Die protestierenden Bauern in Schleswig-Holstein und Niedersachsen haben ihre Blockaden von Molkereien zum Teil wieder aufgelöst. In Schleswig-Holstein zogen sie von allen 14 zuvor blockierten Molkereien wieder ab, in Niedersachsen von dreien. Allerdings nicht freiwillig: Eine Molkerei hatte den Bauern mit einer Schadensersatzforderung in Höhe von einer halben Million Euro gedroht.

Auch der Milchindustrieverband (MIV) droht den protestierenden Bauern. "Die Boykotte sind illegal. Und Illegales muss man mit dem Gesetz bekämpfen", sagte Eberhard Hetzner, Hauptgeschäftsführer des MIV. Aber auch der Bundesverband Deutscher Milchviehhalter rät den Bauern inzwischen, die Blockaden zu beenden, um eine Eskalation zu vermeiden. Die Bauern sollten aber am Ort Präsenz zeigen. Kurz zuvor hatte der Verband mitgeteilt, seinen bundesweiten Milch-Lieferboykott fortsetzen zu wollen.

Trotz der im Norden teilweise aufgehobenen Blockaden wird die Milch im Einzelhandel knapp. Am Dienstag meldete der Discounter Plus punktuelle Ausfälle bei einzelnen Milchprodukten. "Wenn der Lieferboykott ausgeweitet wird, kann es zu schrumpfenden Beständen kommen", sagte eine Sprecherin.

Auch der größte deutsche Lebensmittel-Einzelhändler Edeka meldete Ausfälle.

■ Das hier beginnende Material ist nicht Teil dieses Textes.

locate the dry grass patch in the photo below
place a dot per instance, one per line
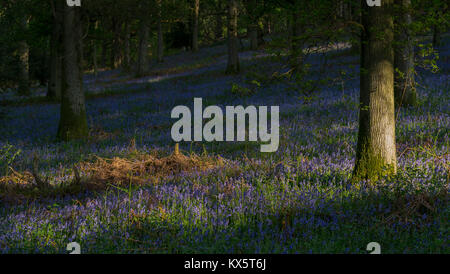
(99, 175)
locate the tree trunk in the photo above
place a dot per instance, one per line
(94, 59)
(142, 62)
(253, 35)
(233, 55)
(376, 151)
(116, 58)
(73, 121)
(24, 56)
(56, 47)
(297, 55)
(405, 92)
(195, 30)
(436, 37)
(160, 54)
(219, 27)
(126, 64)
(104, 56)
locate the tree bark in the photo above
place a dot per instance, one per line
(233, 55)
(73, 121)
(24, 56)
(142, 62)
(436, 37)
(376, 150)
(195, 29)
(253, 35)
(297, 56)
(219, 27)
(116, 58)
(405, 92)
(126, 64)
(54, 85)
(160, 54)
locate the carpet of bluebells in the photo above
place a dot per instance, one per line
(297, 200)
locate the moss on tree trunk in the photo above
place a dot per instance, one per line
(376, 150)
(233, 56)
(73, 122)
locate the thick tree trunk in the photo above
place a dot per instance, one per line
(126, 64)
(219, 27)
(73, 121)
(142, 62)
(405, 92)
(253, 36)
(233, 54)
(297, 56)
(116, 58)
(94, 59)
(104, 56)
(195, 30)
(24, 56)
(56, 47)
(376, 150)
(436, 37)
(160, 54)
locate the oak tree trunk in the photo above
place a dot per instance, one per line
(24, 65)
(73, 121)
(233, 55)
(56, 52)
(405, 92)
(376, 150)
(142, 62)
(160, 53)
(195, 30)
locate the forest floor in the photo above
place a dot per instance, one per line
(124, 191)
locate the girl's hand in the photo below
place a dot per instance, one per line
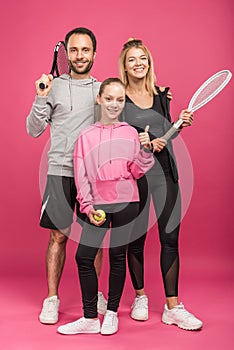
(187, 117)
(92, 220)
(158, 144)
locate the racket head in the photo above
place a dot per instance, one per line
(60, 62)
(209, 89)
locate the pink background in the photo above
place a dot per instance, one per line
(189, 41)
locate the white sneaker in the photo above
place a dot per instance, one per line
(110, 323)
(101, 304)
(181, 317)
(140, 308)
(82, 325)
(50, 309)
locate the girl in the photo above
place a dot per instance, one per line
(107, 161)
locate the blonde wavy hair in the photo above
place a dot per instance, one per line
(150, 76)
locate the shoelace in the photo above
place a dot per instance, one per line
(78, 322)
(109, 319)
(186, 314)
(49, 306)
(140, 302)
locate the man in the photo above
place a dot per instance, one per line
(67, 105)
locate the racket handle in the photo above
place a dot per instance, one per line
(42, 86)
(172, 130)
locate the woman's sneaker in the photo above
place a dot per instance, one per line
(110, 323)
(140, 308)
(181, 317)
(101, 304)
(50, 309)
(82, 325)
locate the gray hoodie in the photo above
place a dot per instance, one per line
(68, 108)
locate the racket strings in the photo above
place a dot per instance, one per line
(62, 62)
(209, 90)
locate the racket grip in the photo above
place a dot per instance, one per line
(172, 130)
(42, 86)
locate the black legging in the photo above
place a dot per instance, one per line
(122, 221)
(167, 203)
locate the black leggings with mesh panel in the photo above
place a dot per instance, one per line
(167, 204)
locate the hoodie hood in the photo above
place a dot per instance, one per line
(106, 134)
(89, 82)
(78, 82)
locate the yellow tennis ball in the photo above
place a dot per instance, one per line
(100, 218)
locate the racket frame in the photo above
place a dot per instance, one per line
(179, 122)
(54, 70)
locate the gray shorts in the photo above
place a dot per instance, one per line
(59, 203)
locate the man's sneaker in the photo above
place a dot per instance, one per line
(181, 317)
(83, 325)
(140, 308)
(50, 309)
(101, 304)
(110, 323)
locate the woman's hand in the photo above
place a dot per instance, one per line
(92, 220)
(144, 138)
(187, 117)
(158, 144)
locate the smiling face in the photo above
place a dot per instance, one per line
(111, 101)
(80, 55)
(136, 63)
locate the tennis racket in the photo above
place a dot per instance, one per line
(207, 91)
(60, 63)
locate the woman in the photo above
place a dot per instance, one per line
(149, 104)
(107, 162)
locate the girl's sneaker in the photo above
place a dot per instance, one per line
(181, 317)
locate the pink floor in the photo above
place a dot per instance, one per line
(205, 288)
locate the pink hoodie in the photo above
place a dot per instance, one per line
(107, 162)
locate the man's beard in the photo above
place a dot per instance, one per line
(85, 71)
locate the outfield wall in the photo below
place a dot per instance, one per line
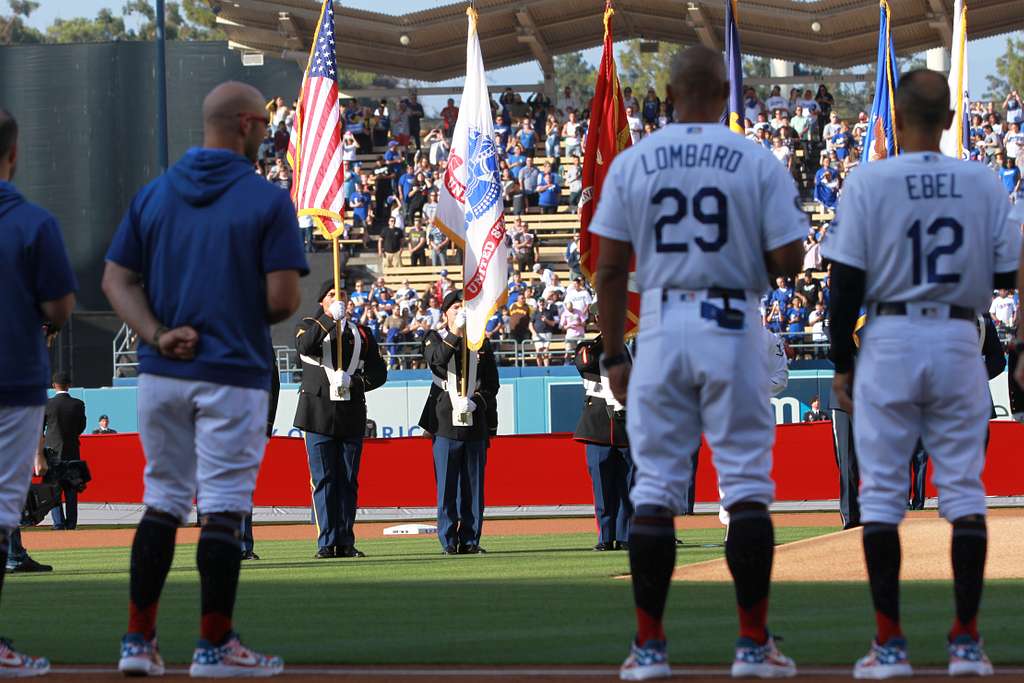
(531, 400)
(524, 470)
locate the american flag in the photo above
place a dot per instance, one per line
(314, 148)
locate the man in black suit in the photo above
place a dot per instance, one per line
(602, 429)
(462, 427)
(332, 411)
(65, 423)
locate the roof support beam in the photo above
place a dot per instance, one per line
(942, 22)
(287, 27)
(530, 35)
(696, 18)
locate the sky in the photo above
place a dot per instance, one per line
(982, 53)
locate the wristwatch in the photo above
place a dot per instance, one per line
(612, 360)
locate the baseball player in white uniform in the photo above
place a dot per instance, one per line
(778, 379)
(922, 240)
(705, 212)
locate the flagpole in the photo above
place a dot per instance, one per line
(473, 17)
(340, 330)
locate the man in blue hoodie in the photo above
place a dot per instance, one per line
(38, 289)
(207, 257)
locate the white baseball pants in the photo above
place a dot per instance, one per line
(20, 427)
(920, 377)
(203, 438)
(690, 377)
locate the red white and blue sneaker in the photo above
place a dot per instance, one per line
(967, 657)
(888, 660)
(755, 660)
(232, 659)
(139, 656)
(16, 665)
(646, 662)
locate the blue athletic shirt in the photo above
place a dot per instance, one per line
(204, 236)
(34, 268)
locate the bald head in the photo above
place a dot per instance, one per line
(697, 72)
(923, 99)
(222, 107)
(235, 118)
(697, 84)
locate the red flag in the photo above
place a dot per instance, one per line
(607, 135)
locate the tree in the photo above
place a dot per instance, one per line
(12, 28)
(1009, 70)
(645, 70)
(573, 72)
(198, 23)
(103, 29)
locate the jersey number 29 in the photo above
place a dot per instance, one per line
(718, 217)
(931, 259)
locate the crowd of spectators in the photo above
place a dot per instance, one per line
(395, 169)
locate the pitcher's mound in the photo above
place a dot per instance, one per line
(841, 557)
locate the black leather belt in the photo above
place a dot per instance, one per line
(715, 293)
(899, 308)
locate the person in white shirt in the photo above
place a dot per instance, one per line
(860, 127)
(1014, 141)
(781, 153)
(752, 104)
(776, 100)
(570, 134)
(1004, 310)
(832, 129)
(580, 297)
(629, 100)
(636, 127)
(809, 103)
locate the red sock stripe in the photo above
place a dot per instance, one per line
(960, 629)
(142, 620)
(754, 622)
(214, 628)
(648, 628)
(887, 628)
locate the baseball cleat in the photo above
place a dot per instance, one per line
(16, 665)
(139, 656)
(755, 660)
(967, 657)
(232, 659)
(650, 660)
(884, 662)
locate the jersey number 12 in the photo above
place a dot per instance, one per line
(931, 259)
(719, 217)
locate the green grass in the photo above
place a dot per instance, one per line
(540, 599)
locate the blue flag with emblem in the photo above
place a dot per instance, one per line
(880, 139)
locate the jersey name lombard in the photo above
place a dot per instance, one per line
(699, 206)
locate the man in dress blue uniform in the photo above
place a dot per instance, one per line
(65, 423)
(208, 256)
(463, 427)
(335, 427)
(39, 294)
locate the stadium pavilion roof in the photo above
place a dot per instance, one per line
(517, 31)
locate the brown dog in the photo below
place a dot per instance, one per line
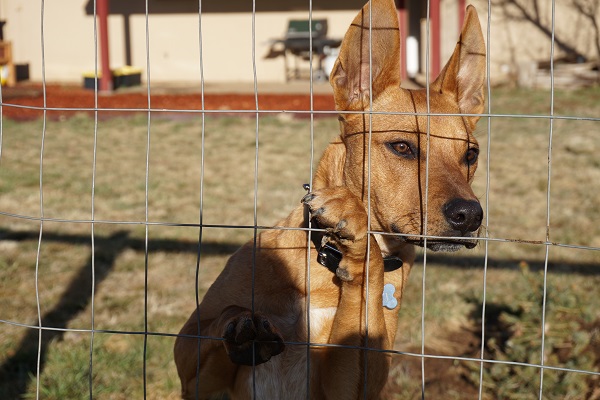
(279, 323)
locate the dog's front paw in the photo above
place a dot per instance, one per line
(345, 219)
(251, 340)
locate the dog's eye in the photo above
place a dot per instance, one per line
(472, 155)
(402, 149)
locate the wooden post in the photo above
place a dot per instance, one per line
(436, 48)
(105, 84)
(403, 22)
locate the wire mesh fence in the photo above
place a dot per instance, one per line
(71, 249)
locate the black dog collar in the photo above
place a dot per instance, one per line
(330, 256)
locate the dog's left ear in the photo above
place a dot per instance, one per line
(367, 52)
(463, 77)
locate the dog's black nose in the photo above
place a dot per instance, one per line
(463, 215)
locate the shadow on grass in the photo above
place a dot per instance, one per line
(17, 370)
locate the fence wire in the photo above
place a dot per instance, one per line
(255, 227)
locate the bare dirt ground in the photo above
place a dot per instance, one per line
(61, 99)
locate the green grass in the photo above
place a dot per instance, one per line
(454, 284)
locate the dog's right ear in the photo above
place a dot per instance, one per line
(363, 50)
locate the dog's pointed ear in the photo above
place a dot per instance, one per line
(364, 49)
(464, 74)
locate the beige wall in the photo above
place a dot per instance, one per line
(174, 50)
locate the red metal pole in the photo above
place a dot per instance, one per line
(462, 5)
(403, 22)
(102, 12)
(436, 48)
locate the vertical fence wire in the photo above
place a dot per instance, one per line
(39, 245)
(92, 213)
(147, 223)
(255, 205)
(367, 257)
(425, 199)
(146, 197)
(310, 188)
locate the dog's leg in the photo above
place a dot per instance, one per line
(247, 339)
(359, 320)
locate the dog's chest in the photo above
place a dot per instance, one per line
(285, 376)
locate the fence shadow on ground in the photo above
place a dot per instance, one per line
(17, 370)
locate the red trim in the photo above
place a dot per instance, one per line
(105, 83)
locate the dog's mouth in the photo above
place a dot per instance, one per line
(438, 244)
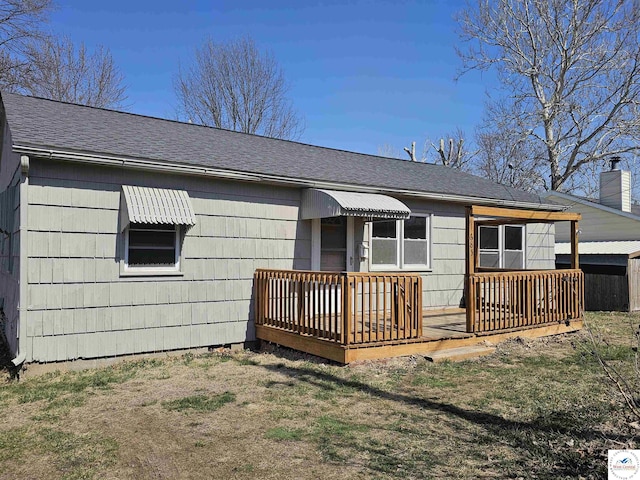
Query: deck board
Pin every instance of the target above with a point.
(441, 330)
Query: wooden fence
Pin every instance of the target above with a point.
(508, 300)
(343, 307)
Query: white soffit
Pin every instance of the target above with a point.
(156, 206)
(618, 247)
(320, 203)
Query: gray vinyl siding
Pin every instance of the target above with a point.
(10, 245)
(540, 244)
(443, 284)
(81, 307)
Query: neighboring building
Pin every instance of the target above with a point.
(609, 243)
(124, 234)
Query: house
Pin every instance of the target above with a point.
(609, 242)
(124, 234)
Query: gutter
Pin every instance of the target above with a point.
(22, 281)
(151, 165)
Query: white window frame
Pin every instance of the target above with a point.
(400, 264)
(501, 245)
(130, 270)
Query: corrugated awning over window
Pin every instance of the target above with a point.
(317, 203)
(155, 206)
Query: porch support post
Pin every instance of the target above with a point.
(470, 268)
(575, 260)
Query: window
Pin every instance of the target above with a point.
(502, 246)
(401, 244)
(152, 247)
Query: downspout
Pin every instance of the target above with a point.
(22, 280)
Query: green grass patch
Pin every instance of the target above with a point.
(284, 434)
(78, 456)
(52, 386)
(200, 403)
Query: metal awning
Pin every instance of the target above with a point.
(318, 203)
(630, 248)
(155, 206)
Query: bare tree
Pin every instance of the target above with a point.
(452, 152)
(570, 72)
(21, 23)
(60, 71)
(389, 151)
(235, 86)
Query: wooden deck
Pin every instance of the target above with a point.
(441, 330)
(346, 316)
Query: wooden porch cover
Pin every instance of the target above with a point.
(522, 297)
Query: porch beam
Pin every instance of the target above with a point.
(470, 268)
(575, 257)
(536, 215)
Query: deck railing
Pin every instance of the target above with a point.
(508, 300)
(343, 307)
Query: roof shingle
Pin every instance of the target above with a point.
(37, 122)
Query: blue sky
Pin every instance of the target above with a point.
(362, 73)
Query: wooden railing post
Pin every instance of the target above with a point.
(345, 282)
(470, 266)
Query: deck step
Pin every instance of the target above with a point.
(459, 354)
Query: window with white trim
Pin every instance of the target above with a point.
(502, 246)
(151, 247)
(401, 244)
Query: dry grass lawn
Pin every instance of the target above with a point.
(534, 409)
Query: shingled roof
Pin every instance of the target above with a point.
(47, 124)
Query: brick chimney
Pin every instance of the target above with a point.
(615, 187)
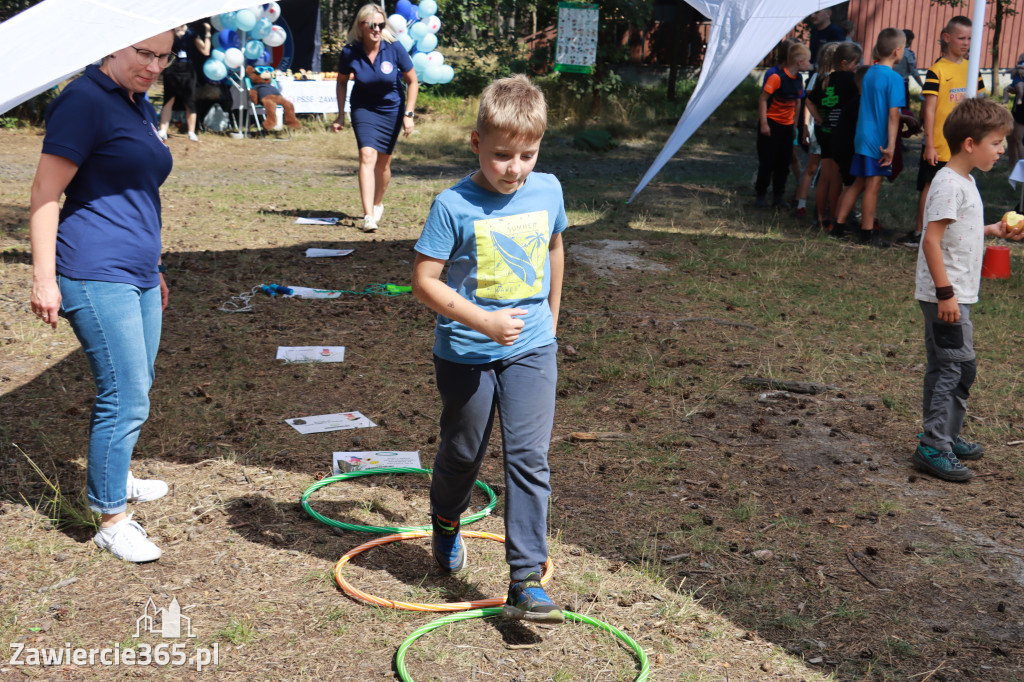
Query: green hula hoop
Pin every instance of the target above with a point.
(492, 502)
(399, 657)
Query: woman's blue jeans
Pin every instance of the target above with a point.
(118, 326)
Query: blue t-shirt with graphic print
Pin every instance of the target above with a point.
(881, 90)
(497, 249)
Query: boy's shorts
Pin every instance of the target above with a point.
(862, 166)
(926, 172)
(812, 132)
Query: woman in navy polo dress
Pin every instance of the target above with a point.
(380, 111)
(96, 262)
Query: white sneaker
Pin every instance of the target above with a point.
(127, 541)
(141, 489)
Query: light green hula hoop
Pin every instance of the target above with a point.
(399, 657)
(492, 502)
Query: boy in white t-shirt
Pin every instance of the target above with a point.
(947, 282)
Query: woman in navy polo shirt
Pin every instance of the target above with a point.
(96, 262)
(380, 112)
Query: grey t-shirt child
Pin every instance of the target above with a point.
(954, 197)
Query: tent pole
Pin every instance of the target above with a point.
(977, 40)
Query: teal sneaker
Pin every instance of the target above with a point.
(528, 601)
(968, 451)
(965, 450)
(446, 545)
(944, 465)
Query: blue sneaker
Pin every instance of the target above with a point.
(449, 550)
(528, 601)
(965, 450)
(944, 465)
(968, 451)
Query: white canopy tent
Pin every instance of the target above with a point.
(58, 38)
(742, 32)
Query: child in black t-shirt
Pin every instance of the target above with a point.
(834, 93)
(845, 129)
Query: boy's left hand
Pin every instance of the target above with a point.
(887, 157)
(1001, 229)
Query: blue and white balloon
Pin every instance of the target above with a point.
(420, 61)
(271, 10)
(398, 24)
(233, 57)
(426, 8)
(275, 38)
(214, 70)
(245, 19)
(427, 43)
(262, 29)
(418, 30)
(253, 49)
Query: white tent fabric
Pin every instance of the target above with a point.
(742, 32)
(58, 38)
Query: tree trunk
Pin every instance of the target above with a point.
(674, 55)
(996, 34)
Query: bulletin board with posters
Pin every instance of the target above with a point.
(577, 47)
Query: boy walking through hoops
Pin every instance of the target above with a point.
(500, 232)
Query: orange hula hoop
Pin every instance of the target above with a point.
(413, 606)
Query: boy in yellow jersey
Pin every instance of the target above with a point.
(945, 86)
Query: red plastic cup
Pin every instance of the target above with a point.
(996, 263)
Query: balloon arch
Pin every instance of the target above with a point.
(249, 35)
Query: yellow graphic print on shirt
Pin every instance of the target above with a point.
(510, 255)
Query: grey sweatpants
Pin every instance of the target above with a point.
(948, 376)
(521, 390)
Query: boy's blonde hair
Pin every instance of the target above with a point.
(889, 41)
(846, 51)
(365, 14)
(826, 60)
(781, 52)
(795, 51)
(975, 118)
(513, 105)
(951, 25)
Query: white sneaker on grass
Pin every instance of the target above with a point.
(127, 541)
(142, 489)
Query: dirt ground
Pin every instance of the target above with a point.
(735, 531)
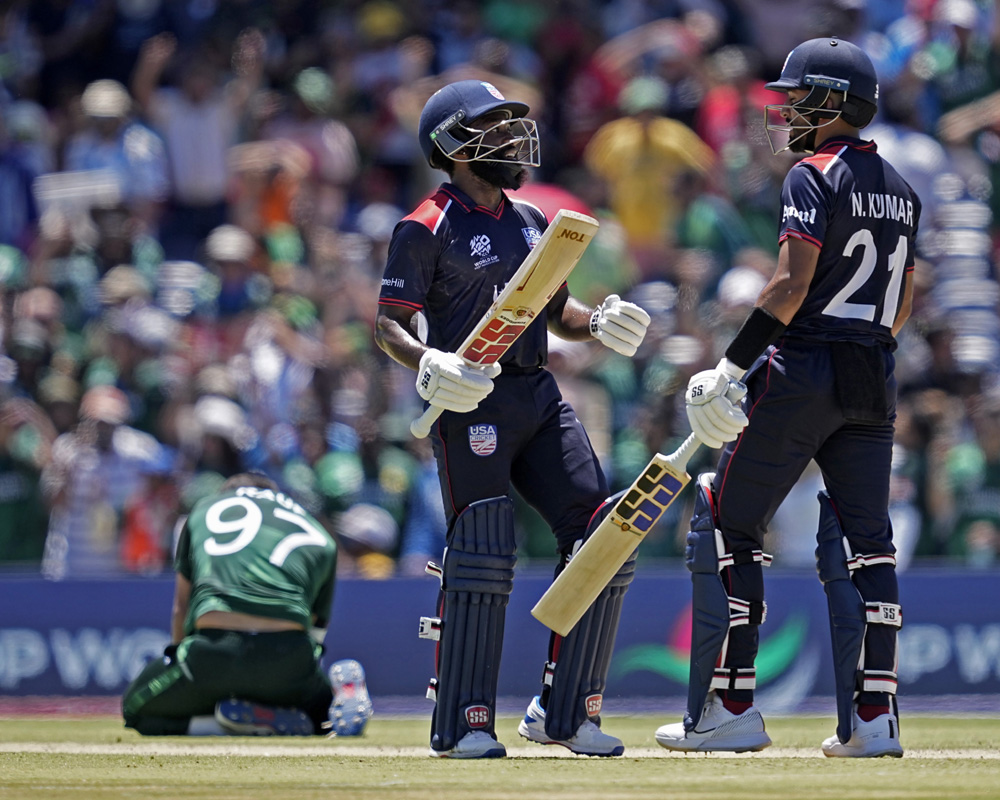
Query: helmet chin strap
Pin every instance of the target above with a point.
(504, 176)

Das Sortiment an Milchprodukten sei teilweise eingeschränkt, sagte Sprecher Alexander Lüders. Nach Angaben des Bundes Deutscher Milchviehhalter werden derzeit nur 20 Prozent der Milch ausgeliefert, rund 70 Prozent aller Milchbauern in Deutschland beteiligten sich an den Boykotten.

Seit vergangenem Dienstag protestieren deutsche Bauern mit einem Lieferboykott gegen aus ihrer Sicht zu niedrige Milchpreise. Die Landwirte fordern einen Literpreis von 43 Cent. Derzeit werden je nach Region zwischen 27 und 35 Cent gezahlt.

Einige Molkereien mussten wegen der Blockaden die Produktion einstellen. Die Bauern, die höhere Milchpreise verlangen, waren zu Wochenbeginn dazu übergegangen, nicht nur die Lieferungen zu stoppen, sondern auch Molkereien zu blockieren. Polizisten räumten Straßensperren. Eine blockierte Molkerei in Mecklenburg erstattete Anzeige gegen die Bauern. Sie wirft ihnen Nötigung und schwere Eingriffe in den Straßenverkehr vor. Ärger droht den Milchbauern auch vonseiten des Bundeskartellamts. Es prüft, ob der Boykottaufruf rechtswidrig ist.